Abstract
Introduction: Diverticulosis is a condition commonly seen (50% of patients above the age of 60 years) in the United States. Diverticulitis, a possible complication of diverticulosis, has many complications of its own. Some of these, such as colovesical or colocutaneous fistulas are more commonly reported while other, more rare presentations, are infrequently documented in literature. We report on a case of sigmoid diverticulitis complicated by perforation and fistula formation with adnexa effectively presenting as pelvic inflammatory disease in a 55-year-old female.
Case Description: The patient is a 55-year-old white female with a 6-month history of diverticulitis previously treated medically without complications, who experienced a recurrent episode 10 days prior to her current presentation. The patient was seen at another facility during which CT scan performed showed sigmoid diverticulitis with localized, primarily contained perforation. The patient was managed conservatively with IV antibiotics and discharged 4 days later, on oral antibiotics. The patient then presented to clinic with worsening left lower quadrant pain, nausea, and vomiting stating that she initially began to feel better following discharge but a couple of days later, the pain worsened, and she was now having low grade fevers at home. The patient also reported new left flank pain and “bubbles in her urine.” Patient was instructed to go to the emergency department (ED) for admission to hospital and further evaluation and treatment. On presentation to ED, vital signs showed a heart rate of 104 beats per minute and a blood pressure of 90/58 mmHg. Physical examination was positive only for a moderate, diffusely tender, abdomen with some voluntary guarding but no rebound, rigidity, or abdominal masses. Repeat CT abdomen/pelvis showed sigmoid diverticulitis with post-inflammatory fistulous tract between the sigmoid colon and left adnexa with air-fluid level/abscess formation around the left adnexa, and extension into the intrauterine cavity without any pelvic free fluid. On admission, surgery and gynecology were consulted and the patient was eventually taken to the OR for sigmoid colectomy and left salpingo-oophorectomy with possible hysterectomy.

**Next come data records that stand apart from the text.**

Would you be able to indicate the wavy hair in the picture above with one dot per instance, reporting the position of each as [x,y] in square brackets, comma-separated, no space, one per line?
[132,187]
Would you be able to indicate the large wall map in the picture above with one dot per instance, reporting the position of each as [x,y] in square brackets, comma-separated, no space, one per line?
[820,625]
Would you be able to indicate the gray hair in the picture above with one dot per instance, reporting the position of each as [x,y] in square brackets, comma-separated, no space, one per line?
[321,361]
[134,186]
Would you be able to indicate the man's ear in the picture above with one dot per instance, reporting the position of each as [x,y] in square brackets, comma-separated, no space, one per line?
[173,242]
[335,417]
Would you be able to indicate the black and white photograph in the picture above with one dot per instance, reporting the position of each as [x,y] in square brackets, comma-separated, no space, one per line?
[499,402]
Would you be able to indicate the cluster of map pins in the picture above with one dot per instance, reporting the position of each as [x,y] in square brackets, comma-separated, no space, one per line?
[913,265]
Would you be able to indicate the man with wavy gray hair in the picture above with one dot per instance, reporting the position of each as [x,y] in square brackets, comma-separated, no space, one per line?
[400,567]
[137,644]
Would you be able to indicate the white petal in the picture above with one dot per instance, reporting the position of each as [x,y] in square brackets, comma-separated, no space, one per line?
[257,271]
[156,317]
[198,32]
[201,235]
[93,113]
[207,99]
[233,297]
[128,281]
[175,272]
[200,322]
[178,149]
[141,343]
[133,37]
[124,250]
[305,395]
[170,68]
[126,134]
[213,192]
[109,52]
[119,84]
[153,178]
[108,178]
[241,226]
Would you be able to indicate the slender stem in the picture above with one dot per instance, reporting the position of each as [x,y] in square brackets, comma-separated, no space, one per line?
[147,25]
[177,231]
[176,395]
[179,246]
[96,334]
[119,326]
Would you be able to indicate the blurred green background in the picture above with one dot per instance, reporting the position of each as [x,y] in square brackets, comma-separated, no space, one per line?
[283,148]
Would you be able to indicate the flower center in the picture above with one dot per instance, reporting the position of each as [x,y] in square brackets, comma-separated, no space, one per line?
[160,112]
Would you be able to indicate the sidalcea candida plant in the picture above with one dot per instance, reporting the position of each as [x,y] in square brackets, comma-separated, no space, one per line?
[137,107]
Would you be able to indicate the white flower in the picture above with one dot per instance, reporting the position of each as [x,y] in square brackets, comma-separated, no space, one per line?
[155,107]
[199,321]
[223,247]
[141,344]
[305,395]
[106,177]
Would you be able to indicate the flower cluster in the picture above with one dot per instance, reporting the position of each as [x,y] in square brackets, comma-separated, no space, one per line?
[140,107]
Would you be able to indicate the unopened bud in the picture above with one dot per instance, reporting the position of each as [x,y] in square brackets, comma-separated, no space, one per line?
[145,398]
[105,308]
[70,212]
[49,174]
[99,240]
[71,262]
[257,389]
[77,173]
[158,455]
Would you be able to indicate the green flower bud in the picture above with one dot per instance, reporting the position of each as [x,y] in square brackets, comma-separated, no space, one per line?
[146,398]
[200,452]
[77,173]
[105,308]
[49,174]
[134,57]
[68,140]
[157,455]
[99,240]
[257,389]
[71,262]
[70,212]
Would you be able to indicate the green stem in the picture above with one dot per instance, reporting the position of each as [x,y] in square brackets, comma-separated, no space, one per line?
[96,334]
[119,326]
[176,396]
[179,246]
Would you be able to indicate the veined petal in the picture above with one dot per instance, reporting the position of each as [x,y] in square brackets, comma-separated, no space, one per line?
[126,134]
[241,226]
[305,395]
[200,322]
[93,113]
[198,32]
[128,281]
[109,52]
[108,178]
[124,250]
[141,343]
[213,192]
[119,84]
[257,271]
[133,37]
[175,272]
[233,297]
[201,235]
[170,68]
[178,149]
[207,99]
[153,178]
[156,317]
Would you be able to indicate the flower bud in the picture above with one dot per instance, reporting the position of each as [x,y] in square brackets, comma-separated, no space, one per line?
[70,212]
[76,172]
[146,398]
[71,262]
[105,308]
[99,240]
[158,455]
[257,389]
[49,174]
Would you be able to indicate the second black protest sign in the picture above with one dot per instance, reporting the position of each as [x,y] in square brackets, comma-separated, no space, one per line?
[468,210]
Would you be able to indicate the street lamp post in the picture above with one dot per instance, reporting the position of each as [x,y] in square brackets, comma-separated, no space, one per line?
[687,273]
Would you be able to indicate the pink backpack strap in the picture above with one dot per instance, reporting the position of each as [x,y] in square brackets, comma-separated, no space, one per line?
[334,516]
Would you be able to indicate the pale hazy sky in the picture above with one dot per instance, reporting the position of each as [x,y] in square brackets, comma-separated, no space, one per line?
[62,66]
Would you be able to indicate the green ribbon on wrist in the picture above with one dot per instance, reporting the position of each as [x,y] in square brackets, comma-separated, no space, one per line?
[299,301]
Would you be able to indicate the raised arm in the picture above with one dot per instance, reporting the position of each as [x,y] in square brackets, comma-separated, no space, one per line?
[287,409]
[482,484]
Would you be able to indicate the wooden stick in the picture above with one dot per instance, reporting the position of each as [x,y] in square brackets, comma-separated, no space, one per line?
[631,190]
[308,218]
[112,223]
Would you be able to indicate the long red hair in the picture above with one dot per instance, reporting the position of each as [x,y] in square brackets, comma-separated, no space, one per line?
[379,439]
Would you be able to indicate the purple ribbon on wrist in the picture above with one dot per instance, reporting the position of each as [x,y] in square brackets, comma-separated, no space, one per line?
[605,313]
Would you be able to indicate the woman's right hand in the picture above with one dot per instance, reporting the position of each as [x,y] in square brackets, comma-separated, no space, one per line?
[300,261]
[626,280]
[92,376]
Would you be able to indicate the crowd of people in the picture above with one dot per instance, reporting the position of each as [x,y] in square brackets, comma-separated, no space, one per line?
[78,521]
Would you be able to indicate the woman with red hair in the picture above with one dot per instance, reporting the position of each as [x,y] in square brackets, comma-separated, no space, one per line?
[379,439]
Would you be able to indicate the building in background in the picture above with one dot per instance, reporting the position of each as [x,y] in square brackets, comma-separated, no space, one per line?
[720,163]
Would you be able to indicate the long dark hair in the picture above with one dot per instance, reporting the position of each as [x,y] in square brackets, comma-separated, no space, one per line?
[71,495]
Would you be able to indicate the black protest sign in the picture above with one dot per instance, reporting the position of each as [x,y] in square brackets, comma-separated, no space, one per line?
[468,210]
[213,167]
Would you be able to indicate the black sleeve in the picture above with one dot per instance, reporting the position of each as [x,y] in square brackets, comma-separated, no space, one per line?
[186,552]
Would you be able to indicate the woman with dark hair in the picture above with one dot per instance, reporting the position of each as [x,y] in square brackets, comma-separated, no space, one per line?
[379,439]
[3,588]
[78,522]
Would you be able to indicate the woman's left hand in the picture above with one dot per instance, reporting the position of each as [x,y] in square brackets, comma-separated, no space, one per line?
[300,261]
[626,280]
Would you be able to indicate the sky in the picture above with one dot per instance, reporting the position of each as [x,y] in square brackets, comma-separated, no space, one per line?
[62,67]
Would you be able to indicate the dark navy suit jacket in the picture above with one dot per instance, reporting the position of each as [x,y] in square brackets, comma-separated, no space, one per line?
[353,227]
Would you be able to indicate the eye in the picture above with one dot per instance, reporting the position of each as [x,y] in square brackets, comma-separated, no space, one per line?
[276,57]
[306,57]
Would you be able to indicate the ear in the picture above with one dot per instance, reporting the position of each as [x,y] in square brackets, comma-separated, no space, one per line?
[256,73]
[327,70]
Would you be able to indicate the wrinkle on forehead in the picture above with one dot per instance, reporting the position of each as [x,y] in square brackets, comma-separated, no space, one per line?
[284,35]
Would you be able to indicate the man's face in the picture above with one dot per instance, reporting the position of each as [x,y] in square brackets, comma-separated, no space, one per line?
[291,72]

Discussion: Colovaginal fistula, specifically in the absence of hysterectomy, is extremely uncommon. In people with a uterus, the uterus is usually protective against the spread of perforated diverticulitis, most commonly to the bladder, however this patient’s abscess spread through the left adnexa and lateral abdominal wall to involve the left ovary, fallopian tube, and the uterus. A history of previously uncomplicated, medically treated episodes of diverticulitis combined with a mild initial presentation with ‘walled-off’ perforation led to failed conservative management with resulting spread of infection into the reproductive organs. Treatment of diverticulitis has long been debated and investigated. While somewhat still controversial due to individualized presentations and outcomes, clinical and radiological guidelines have been recommended to make the best decision for each individual patient.